その5・末路
美樹を彩子から引き取ってから1年が経過した。
とある日のこと。
「マスター、あの珍獣来ていませんが?」ボーイが美樹が出勤していないとケンに報告。
ケンはボーイに気にしなくて良い、と返した。
プライドだけは高かった美樹は珍獣呼ばわりされたりコキ使われるのに我慢の限界に達していた。
そして無断で欠勤して「飛んだ」のだ。
だが何とか支払えていたカードのリボ払いとかの支払いが出来なくなっていくのだ。
翌月になればカードは止められ、スマホも回線が止められてしまう。
これではマズイと思った美樹は出会い系でパパ活をして凌ごうとしたが見た目でことごとく全滅。
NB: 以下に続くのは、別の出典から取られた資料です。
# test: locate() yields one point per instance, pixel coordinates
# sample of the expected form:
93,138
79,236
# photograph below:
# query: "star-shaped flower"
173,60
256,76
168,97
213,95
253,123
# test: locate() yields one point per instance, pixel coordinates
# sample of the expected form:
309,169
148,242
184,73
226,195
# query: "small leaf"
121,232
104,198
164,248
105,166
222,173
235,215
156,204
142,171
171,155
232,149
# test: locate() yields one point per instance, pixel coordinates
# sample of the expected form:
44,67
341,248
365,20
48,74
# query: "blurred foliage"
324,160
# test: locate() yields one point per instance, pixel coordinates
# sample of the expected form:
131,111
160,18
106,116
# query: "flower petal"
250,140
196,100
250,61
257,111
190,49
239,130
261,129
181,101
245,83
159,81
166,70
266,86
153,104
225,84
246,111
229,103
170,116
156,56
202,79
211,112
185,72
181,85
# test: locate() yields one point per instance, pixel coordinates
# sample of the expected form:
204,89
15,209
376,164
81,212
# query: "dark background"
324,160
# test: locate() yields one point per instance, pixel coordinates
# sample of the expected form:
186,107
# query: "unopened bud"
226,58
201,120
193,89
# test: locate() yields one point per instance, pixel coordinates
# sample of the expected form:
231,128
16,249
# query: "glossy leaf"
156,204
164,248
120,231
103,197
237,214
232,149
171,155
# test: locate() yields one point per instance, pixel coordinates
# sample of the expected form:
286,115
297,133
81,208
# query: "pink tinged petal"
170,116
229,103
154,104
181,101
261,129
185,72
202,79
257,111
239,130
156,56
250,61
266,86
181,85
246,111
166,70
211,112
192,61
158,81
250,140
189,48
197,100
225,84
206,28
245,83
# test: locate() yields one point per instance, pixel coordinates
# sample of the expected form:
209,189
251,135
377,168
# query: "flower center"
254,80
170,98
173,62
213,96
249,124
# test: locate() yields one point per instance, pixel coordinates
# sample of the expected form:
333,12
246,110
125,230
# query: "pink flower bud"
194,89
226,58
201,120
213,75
さらに追い討ちを掛けるかのようにアパートの管理会社から家賃滞納で強制退去の通知が来てしまった。
役場に家賃補助の申請でも知っていればこうなる前に対処はできていたかもしれなかった。
だが時既に遅し、管理会社の社員が地裁の執行官を引き連れて強制退去の執行をしてしまった。
ホームレスと化した美樹はとりあえずホームレス達が居そうな場所に移動する。
だがホームレスにはホームレスのシキタリというか流儀みたいなものが存在していてソレを知らない美樹はその場所から摘まみ出されてしまう。
行く宛もなく亡霊のように彷徨う美樹。
当然空腹である。
ショッピングモールの食料品売場の惣菜コーナーで売っていたおにぎりを手に取るとソレを懐の中に入れてしまった。
たまたまその様子を見ていた私服警官が後を追い、会計せずに出ようとした所を捕まえた。
見事な窃盗であり、私服警官が呼んだパトカーに乗せられて警察署へ連行されてしまったのである。